For other sources of income, among them interest and dividends, both Statistics Canada and Realtime Inequality use old, known distributions mapped onto current quarter aggregates. These sources of income account for relatively small percentages of household income outside the top 10 percent of households, making them less important as contributors to inequality.
Implications for the methods of disaggregating U.S. economic data
One significant caveat is necessary. To date, Statistics Canada has not released a public analysis of the accuracy of their method. Subannual estimation of inequality necessarily relies on a modeling approach that may make these estimates less accurate. So-called nowcasting techniques, such as the one described above, require revisions when more accurate annual data are released.
Until that analysis is released, some caution is warranted. The Realtime Inequality website, which uses a similar approach to nowcasting, has shown that the approach can be relatively accurate. In their methods paper, the creators of Realtime Inequality show that they only rarely make errors in the direction of growth. That is, they very rarely find that income for a particular income group—say, the bottom 50 percent—is shrinking when it is, in fact, growing. This is an encouraging sign for the methodology, but more error analysis is necessary.

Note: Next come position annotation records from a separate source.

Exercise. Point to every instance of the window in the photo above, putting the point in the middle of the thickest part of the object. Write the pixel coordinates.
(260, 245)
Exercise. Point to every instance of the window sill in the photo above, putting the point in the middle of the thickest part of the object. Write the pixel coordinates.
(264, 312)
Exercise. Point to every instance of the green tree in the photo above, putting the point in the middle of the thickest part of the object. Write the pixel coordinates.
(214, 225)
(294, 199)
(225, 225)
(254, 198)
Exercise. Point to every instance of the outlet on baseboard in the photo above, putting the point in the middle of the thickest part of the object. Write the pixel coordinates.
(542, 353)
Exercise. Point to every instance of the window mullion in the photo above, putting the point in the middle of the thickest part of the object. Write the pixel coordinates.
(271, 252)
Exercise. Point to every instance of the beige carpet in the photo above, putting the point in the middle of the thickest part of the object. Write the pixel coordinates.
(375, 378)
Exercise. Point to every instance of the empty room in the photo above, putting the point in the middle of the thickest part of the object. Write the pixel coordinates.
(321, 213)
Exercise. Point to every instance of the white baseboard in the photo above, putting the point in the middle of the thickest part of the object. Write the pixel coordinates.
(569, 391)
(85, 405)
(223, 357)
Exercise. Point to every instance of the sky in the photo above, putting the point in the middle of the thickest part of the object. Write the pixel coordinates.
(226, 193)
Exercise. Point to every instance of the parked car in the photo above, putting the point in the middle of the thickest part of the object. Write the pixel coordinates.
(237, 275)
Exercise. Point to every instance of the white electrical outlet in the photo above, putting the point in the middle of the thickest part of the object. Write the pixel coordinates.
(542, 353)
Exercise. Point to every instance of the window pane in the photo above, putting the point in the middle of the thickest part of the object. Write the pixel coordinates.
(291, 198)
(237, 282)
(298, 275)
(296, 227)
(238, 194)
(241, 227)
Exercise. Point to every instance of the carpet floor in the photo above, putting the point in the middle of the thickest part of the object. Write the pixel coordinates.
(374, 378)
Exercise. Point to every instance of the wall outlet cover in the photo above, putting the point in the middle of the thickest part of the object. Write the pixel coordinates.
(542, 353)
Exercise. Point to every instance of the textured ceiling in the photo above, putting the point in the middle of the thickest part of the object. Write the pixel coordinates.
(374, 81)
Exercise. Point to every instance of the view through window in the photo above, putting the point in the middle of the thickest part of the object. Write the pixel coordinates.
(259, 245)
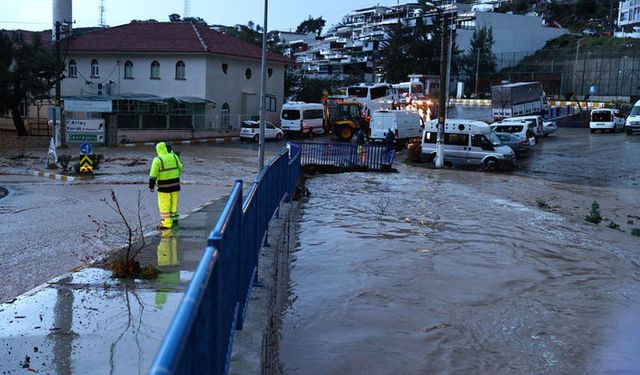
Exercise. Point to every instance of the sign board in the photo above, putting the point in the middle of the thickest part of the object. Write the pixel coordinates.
(103, 106)
(83, 131)
(86, 149)
(82, 138)
(54, 122)
(86, 164)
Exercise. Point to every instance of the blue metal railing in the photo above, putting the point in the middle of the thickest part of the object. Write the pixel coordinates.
(200, 337)
(374, 157)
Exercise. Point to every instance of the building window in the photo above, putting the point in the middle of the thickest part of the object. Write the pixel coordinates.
(180, 70)
(224, 117)
(155, 70)
(270, 103)
(128, 70)
(95, 68)
(73, 69)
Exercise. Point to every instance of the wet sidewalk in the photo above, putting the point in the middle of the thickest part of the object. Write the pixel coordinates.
(86, 322)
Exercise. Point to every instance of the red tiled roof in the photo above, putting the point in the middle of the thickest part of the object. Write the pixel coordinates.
(166, 37)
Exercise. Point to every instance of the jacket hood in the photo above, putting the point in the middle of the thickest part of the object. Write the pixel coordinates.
(161, 149)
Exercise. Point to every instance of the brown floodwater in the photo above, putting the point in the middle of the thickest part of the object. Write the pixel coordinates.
(422, 273)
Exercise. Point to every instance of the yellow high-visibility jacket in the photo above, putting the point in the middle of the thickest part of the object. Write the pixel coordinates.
(165, 170)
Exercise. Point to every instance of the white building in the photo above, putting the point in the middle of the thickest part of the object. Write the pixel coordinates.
(171, 80)
(629, 17)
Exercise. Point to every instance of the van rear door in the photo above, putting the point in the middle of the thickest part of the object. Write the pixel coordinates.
(290, 120)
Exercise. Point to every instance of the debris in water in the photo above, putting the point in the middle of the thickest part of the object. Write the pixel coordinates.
(434, 327)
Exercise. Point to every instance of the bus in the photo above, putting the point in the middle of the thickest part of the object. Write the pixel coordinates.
(373, 98)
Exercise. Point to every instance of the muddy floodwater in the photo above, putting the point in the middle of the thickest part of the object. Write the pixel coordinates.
(446, 272)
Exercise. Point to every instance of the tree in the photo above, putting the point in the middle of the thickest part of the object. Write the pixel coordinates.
(27, 72)
(395, 55)
(196, 20)
(311, 25)
(480, 60)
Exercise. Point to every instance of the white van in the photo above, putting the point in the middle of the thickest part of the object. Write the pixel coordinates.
(536, 122)
(468, 142)
(302, 117)
(520, 129)
(606, 119)
(373, 98)
(404, 124)
(633, 121)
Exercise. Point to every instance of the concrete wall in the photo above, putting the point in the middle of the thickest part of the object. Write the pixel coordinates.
(112, 69)
(204, 79)
(511, 33)
(240, 93)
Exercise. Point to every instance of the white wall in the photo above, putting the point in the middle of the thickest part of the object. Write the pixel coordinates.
(511, 33)
(111, 70)
(204, 79)
(239, 92)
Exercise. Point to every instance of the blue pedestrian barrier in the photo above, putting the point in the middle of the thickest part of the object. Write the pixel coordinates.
(200, 337)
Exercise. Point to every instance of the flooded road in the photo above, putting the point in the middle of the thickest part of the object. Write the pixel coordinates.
(429, 272)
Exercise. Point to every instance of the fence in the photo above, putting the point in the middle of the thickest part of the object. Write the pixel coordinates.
(375, 157)
(201, 334)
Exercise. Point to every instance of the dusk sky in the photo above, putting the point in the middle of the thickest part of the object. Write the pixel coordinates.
(283, 14)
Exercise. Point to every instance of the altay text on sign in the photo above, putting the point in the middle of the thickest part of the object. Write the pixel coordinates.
(80, 131)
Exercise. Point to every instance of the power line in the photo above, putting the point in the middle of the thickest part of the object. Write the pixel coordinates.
(187, 9)
(102, 23)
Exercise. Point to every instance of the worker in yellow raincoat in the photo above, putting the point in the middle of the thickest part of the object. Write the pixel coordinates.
(165, 173)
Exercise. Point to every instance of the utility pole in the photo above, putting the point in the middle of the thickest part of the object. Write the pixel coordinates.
(63, 135)
(263, 83)
(478, 73)
(442, 101)
(450, 29)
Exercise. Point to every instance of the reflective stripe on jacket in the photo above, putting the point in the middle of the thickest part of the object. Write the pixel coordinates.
(165, 170)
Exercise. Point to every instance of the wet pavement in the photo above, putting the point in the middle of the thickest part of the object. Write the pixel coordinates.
(464, 272)
(31, 252)
(86, 322)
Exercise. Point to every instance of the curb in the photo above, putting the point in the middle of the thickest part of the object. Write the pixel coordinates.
(187, 142)
(562, 103)
(54, 176)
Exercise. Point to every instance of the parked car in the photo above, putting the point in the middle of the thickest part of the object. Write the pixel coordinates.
(632, 124)
(406, 125)
(535, 121)
(251, 130)
(520, 146)
(468, 142)
(550, 127)
(606, 119)
(520, 129)
(301, 117)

Statistics Canada may have some advantages that are unavailable to the U.S. Bureau of Economic Analysis. Canada’s Social Policy Simulation Database provides blended administrative and survey data to use as a base for the statistics. The U.S. Bureau of Economic Analysis has no similar starting point and begins instead with the Annual Social and Economic Supplement to the Current Population Survey. The Realtime Inequality team starts with IRS tax data. It is not entirely clear how these differing data sources affect accuracy. More work is necessary to better understand why all these data sources fall short of national income aggregates.

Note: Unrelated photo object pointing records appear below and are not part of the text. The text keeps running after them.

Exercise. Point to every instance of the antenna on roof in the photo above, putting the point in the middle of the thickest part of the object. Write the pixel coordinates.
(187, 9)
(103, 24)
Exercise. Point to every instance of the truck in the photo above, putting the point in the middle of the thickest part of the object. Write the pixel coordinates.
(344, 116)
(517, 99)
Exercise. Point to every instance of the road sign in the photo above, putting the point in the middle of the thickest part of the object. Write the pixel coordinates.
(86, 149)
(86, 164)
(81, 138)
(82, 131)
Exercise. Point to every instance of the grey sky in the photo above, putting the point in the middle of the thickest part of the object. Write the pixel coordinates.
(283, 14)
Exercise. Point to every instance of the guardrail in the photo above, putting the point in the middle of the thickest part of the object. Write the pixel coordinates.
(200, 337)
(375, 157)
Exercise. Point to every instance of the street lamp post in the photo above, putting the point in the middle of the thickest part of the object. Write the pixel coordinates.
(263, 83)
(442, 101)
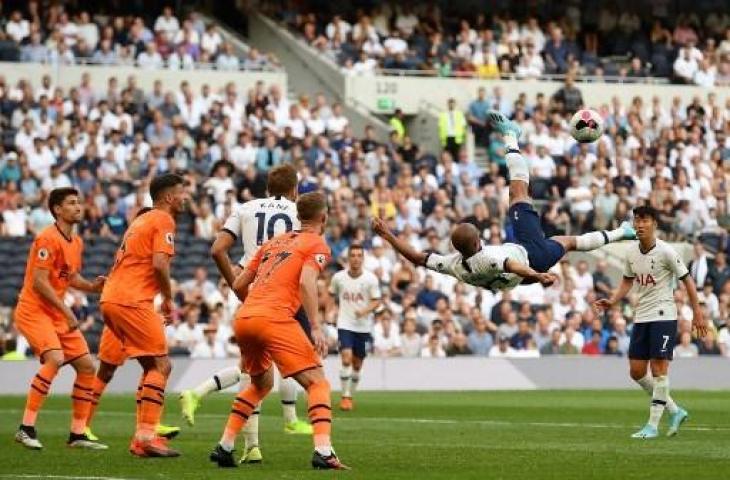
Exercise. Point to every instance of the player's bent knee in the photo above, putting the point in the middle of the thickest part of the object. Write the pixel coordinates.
(54, 357)
(164, 366)
(84, 365)
(310, 377)
(106, 372)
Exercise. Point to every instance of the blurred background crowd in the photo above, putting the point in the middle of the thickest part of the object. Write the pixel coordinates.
(626, 40)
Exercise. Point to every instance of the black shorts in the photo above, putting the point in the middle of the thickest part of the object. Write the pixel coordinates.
(542, 252)
(653, 340)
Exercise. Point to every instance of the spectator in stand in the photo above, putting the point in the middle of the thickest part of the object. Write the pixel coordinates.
(410, 340)
(685, 66)
(433, 348)
(569, 98)
(480, 340)
(386, 335)
(502, 349)
(452, 128)
(594, 346)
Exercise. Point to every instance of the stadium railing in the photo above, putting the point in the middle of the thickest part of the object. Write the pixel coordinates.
(67, 76)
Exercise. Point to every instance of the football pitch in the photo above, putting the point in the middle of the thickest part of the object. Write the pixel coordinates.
(475, 435)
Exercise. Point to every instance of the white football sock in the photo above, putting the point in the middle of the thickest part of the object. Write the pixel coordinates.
(658, 400)
(251, 429)
(354, 381)
(647, 383)
(518, 167)
(220, 380)
(325, 451)
(346, 381)
(288, 392)
(592, 240)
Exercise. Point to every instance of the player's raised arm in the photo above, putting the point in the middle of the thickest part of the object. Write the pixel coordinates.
(219, 251)
(42, 285)
(402, 247)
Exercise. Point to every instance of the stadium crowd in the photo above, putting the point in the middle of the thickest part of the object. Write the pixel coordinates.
(108, 141)
(58, 36)
(688, 44)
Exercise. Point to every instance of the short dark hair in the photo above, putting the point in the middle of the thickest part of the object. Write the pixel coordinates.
(282, 179)
(161, 183)
(645, 211)
(58, 195)
(310, 205)
(142, 211)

In short, considerable research is still necessary. In 2021, BEA issued a report on the feasibility of creating quarterly distributions. At the time, no one had demonstrated a working prototype of quarterly reporting using current distributions of government transfers and earnings. BEA did not investigate the possibility of using the QCEW data or another dataset to make those redistributions.
In light of continued interest from policymakers and proof of concept from both Realtime Inequality and Statistics Canada, it would be appropriate for BEA to revisit this decision. A prototype dataset blending existing BEA data with QCEW data would provide an opportunity to test the accuracy of more timely predictions and decide whether they meet the necessary standards of national statistical reporting.